A foray into music journalism in Minneapolis

Tom Pilcher

Like Features Editor Tammy Tran, I also worked at an internship over the summer somewhat related to writing and publishing. From early June until late August, I copy edited, typed and transcribed my way through Minneapolis and St. Paul as an editorial intern at City Pages. The free weekly paper is known as an “alt weekly,” a newspaper that’s edgier and more interested in culture than the daily papers. There are many alt weeklies around the country, but the Village Voice in New York City is perhaps the best example; Village Voice Media is also the corporate owner of City Pages.

Going into the summer, I had no idea what to expect: I landed the internship because of an Appleton connection, I interviewed for it on the phone and my first day on the job was also my first time setting foot in the offices. To top it off, I was subletting an apartment with a roommate I’d never met before. My roommate Meg ended up being wonderful, even if our apartment was a dump. But hey, the price was right.

At City Pages, I wrote primarily for the music blog doing concert reviews or previews and some music industry news, and I also did general work around the office. Perhaps the most interesting “general work” task was transcribing interviews for other writers: the two most notable were with Justin Vernon of Bon Iver and Bradlee Dean, a Twin Cities pastor with an anti-gay agenda.

Despite the unknowns, summer 2011 was a fun one: I saw tons of concerts around the Twin Cities, I interviewed musicians big (Frightened Rabbit) and small (a scrappy local garage band, Nice Purse), and I biked more than ever before, thanks to the stunning bike path system in Minneapolis.

After telling others about my internship, everyone asks if I’ll be pursuing a full time career in journalism, and to be honest, I have no idea.
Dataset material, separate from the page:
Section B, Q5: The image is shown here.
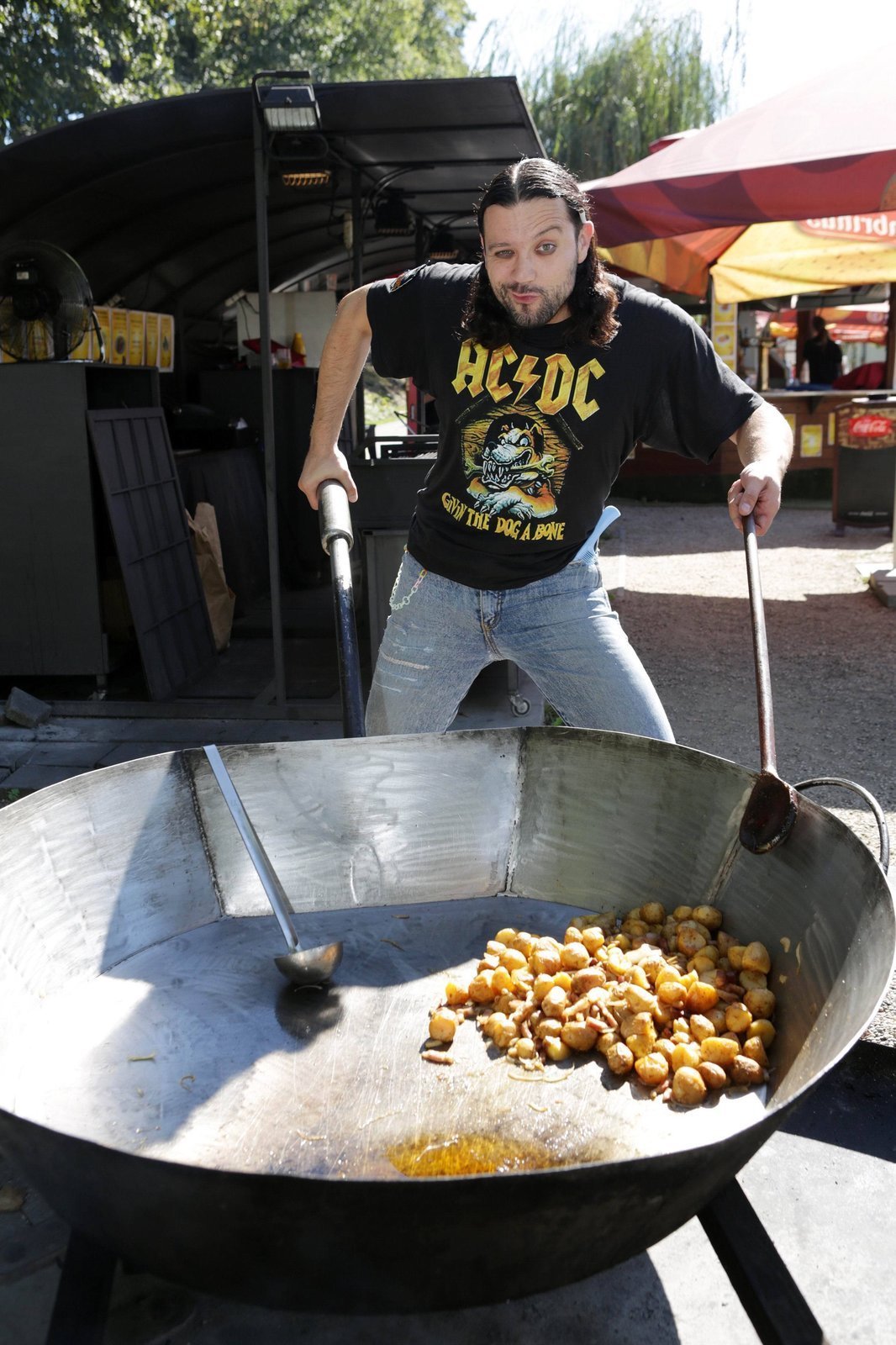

I enjoyed writing for City Pages, and I hope to keep writing about music, food and culture in general in the future, but I don’t know that I want to make it a full-time career. There’s always freelancing, and there are plenty of

other jobs out there. Plus, no one really knows where journalism is going: As the number of pages in newspapers shrinks, the number of unpaid “bloggers” rises. For now, I’m

keeping an open mind about everything, and seeing what comes around next June.